Sat at the other side of the garden, drinking a mug of hot tea while simultaneously scrolling through his Instagram feed, is Dubliner Dale Turner, the owner of St. Sneaker Street, and the face behind the DJ/Producer tag LoopHeavy.

It’s Dale's ability as a musician that has us here today, and when asked how he got into music production, he explains “My area wouldn’t have been the best area growing up so they always had youth centres where they would come and teach you how to DJ for a day or whatever. Soon after that they also ran a producer one too, so I was into that because I was already into the DJing, and when I went I was the only person there.

Dale had started DJing at the age of 15, first in his bedroom, where he learned the basics, before gradually growing in confidence and it wasn't long before he began taking bookings for friends house parties and youth centre events. As soon as he learnt how to produce his own music, he’d spend hours locked up in his room, throwing samples together and looping almost everything he could get his hands on. “The name came because it's the way I make music, I use a bunch of samples so I’m loop-heavy on the way I create you know?”

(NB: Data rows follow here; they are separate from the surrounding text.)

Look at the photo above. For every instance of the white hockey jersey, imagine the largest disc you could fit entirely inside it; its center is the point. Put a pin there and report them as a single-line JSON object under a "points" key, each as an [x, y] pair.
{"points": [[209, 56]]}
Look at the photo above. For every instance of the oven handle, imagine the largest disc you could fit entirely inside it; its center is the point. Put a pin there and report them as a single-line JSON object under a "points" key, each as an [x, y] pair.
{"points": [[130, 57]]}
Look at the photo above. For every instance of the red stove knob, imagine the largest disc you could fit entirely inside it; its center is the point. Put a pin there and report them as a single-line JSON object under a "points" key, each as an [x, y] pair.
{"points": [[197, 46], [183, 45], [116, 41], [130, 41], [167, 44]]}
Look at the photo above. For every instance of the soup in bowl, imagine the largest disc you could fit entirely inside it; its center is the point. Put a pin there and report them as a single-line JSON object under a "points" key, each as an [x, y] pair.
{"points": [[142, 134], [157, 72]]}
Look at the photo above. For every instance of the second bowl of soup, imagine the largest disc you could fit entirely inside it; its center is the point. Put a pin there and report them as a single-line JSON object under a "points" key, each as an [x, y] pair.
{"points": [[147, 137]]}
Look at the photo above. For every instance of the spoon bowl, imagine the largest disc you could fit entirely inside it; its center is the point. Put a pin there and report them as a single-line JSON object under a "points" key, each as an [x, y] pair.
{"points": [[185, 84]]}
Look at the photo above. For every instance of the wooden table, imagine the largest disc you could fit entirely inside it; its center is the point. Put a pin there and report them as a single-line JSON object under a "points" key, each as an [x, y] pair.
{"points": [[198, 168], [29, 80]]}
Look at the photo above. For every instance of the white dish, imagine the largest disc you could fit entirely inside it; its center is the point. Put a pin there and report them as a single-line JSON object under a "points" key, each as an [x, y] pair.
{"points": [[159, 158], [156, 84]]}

Despite creating music, Dale was very slow at actually releasing his creations online, preferring to save them for himself, in case they needed further chopping and changing. As a perfectionist, if a song did not reach the high standards he set himself, it was deemed unsuitable for public consumption and was doomed for a life in hard-drive limbo. “I really should be releasing more, I have a lot stacked ” Dale admits, grinning, “I’ve joints from 2015 that are still firing now and I sometimes go back over them to make them more modernised.”

While a large portion of his skills may have been self-obtained, Dale also spent three years of his life learning the technical aspects of the craft. “I went to Kylemore out in Ballyfermot and Dun Laoghaire, so I learned a lot". His formal education wasn't his only source of information, however, as the course he took often omitted the core elements of Dale's own style, which were picked up and learned via YouTube tutorials, "they didn’t teach us how to sample or how to make hip-hop, they just taught us about music and engineering in general, so I had a basis but everything else was just YouTube.”

Outside of college, he spent a chunk of his time helping his friends make their own original music by simply throwing beats together and getting them to rap over it. One of his friends was Alexander Anyaegbunam, better known around the world as Rejjie Snow.

 

It was with Rejjie Snow that Dale received his first production credit for 1992, featuring Loyle Carner, from his Rejovich EP. It wasn’t long following the song's release that Dale started getting requests to work with other artists, mainly Irish, as well as working with UK rapper Crave Moore.

As the production credits began to slowly drift in, Dale's DJing began to take off and he soon found himself booked to DJ festivals as far afield as Poland and supporting international hip-hop acts such as Kendrick Lamar, MF Doom, Schoolboy Q, Lil Simz and Fredo during the Dublin legs of their tour.

For Dale, a show with the London-based Grime artist Fredo continues to be a personal highlight, with Dale noting that Yeah that was sick, he was a nice guy. All the boys were there and it was good, he put on a great show”.  More recently, Dale has been touring across Europe and Australia as part of Rejjie Snow's team and DJ's Snow's set and as the crowd seep into each and every venue. 

As our conversation draws to a close, the rain begins to fall once more, and as drops begin to fall one by one into Dale's now empty mug, one final question comes to mind, what’s the five-year plan?

Dale stops for a moment to think, before he smiles widely and retorts “Make beats and make millions”. And with that, laughing, he stands up, shakes our hand and gets back to work. It's only a matter of time before we hear the name LoopHeavy once again.